13.98 I have already made findings that the evidence supports the following propositions: that the shooting of the Jews in the East was systematic and directed from Berlin with the knowledge and approval of Hitler; that there were gas chambers at several of the Operation Reinhard camps and that (as Irving during the trial admitted) hundreds of thousands of Jews were killed in them and that there were gas chambers at Auschwitz, where hundreds of thousands more Jews were gassed to death. It follows that it is my conclusion that Irving's denials of these propositions were contrary to the evidence.
13.99 There remains only the question whether the evidence supports Irving's claim that the gas chambers were a propaganda lie invented by British Intelligence. I have recited the rival contentions of the parties in paragraphs 8.31 to 8.36 above.

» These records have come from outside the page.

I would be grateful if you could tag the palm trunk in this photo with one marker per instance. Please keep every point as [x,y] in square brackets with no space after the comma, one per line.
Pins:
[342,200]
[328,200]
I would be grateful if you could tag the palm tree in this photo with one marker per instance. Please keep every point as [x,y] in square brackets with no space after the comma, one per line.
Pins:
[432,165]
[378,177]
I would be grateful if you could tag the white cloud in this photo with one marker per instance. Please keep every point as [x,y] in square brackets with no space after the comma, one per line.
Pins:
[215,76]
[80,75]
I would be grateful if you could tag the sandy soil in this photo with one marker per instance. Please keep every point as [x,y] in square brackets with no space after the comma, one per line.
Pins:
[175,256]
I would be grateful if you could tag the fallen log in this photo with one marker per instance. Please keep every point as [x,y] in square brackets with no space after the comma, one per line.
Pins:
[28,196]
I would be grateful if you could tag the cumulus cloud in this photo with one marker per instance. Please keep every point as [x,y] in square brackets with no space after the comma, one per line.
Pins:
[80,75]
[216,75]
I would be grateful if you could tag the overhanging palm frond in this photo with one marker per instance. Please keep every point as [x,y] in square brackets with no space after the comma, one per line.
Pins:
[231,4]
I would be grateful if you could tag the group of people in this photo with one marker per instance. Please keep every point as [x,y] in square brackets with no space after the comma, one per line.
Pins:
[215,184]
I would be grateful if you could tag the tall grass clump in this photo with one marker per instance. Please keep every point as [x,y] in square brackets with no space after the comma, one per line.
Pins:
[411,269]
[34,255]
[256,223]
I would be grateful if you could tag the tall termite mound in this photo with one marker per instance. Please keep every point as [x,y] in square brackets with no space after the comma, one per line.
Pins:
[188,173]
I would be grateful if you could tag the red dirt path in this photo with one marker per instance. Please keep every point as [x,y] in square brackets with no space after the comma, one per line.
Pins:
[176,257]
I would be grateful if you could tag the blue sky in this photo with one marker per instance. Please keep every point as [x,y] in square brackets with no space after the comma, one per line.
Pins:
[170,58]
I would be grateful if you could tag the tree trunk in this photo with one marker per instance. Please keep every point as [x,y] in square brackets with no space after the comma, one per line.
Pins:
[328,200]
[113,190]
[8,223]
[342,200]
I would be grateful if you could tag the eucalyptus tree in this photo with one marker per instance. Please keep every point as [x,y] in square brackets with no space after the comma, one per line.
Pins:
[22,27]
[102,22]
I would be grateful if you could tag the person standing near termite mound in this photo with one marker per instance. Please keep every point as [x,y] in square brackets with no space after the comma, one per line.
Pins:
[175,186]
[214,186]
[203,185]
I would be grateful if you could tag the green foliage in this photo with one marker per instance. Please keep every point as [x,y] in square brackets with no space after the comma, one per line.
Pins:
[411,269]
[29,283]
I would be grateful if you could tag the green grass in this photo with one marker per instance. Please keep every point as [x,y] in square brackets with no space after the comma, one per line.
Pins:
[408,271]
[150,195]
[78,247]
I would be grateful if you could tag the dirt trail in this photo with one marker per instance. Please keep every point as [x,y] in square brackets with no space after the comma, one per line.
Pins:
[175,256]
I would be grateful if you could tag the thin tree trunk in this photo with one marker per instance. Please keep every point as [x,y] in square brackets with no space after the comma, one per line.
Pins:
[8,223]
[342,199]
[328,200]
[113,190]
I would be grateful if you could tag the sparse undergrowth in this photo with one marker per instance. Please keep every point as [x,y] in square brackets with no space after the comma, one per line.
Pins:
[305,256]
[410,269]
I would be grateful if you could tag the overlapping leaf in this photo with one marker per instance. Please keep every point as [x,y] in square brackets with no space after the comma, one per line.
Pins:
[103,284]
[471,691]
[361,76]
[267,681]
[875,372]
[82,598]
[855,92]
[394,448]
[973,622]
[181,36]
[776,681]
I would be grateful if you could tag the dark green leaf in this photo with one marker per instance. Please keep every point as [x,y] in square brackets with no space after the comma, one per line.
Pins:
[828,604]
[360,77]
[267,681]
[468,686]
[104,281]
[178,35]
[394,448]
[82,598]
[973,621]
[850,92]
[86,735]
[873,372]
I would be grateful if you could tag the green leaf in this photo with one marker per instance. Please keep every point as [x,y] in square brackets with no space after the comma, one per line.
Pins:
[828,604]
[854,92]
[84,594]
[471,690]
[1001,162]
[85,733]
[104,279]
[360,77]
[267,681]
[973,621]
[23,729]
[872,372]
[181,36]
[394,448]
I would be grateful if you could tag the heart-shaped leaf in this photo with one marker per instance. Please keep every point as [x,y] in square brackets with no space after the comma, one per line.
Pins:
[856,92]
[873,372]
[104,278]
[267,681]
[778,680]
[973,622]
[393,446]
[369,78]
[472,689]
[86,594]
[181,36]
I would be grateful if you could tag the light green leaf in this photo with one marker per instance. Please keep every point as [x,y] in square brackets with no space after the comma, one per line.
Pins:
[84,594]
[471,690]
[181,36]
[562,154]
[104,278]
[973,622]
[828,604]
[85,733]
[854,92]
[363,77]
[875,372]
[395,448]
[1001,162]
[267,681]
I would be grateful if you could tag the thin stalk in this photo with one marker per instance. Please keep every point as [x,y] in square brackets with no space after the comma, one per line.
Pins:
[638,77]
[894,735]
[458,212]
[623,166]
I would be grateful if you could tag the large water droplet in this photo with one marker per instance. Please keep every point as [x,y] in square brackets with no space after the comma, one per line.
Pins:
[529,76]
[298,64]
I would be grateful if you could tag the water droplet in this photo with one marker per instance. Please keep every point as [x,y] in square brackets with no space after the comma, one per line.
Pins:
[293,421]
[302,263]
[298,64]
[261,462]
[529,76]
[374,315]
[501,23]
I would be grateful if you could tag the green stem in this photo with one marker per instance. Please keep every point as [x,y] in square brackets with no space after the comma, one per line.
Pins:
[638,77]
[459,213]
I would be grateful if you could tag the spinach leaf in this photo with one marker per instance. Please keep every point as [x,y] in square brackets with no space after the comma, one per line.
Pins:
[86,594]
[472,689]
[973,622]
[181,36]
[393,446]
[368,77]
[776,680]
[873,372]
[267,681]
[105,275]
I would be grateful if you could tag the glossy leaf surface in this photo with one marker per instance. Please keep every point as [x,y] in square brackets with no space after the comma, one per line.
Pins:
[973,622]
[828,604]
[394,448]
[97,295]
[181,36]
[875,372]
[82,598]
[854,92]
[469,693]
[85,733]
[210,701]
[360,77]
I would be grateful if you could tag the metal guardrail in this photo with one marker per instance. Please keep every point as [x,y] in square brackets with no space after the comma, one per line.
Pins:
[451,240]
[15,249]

There are three questions: firstly, did the British invent the notion that Jews were being killed by the Nazis in gas chambers; secondly, even if the British did not invent the story, did they disbelieve it and, thirdly, was use made of the story for propaganda purposes. As to the first question, Irving was unable to present any evidence that the British invented the story. It was provided to the Foreign Office by the secretary to the World Jewish Council, who in turn had received it from a source in Berlin. As to whether the British disbelieved the story, the only evidence to which Irving was able to point was the note made by Cavendish-Bentinck that there was no evidence to support the claim. That appears to me to be far cry from disbelieving the story. As to whether British Intelligence made propaganda use of the story, the evidence produced by Irving extended no further than second-hand accounts of BBC broadcasts about the gassing. There was no indication that British intelligence played any part in these broadcasts. In my judgment the evidence does not support the claim made by Irving.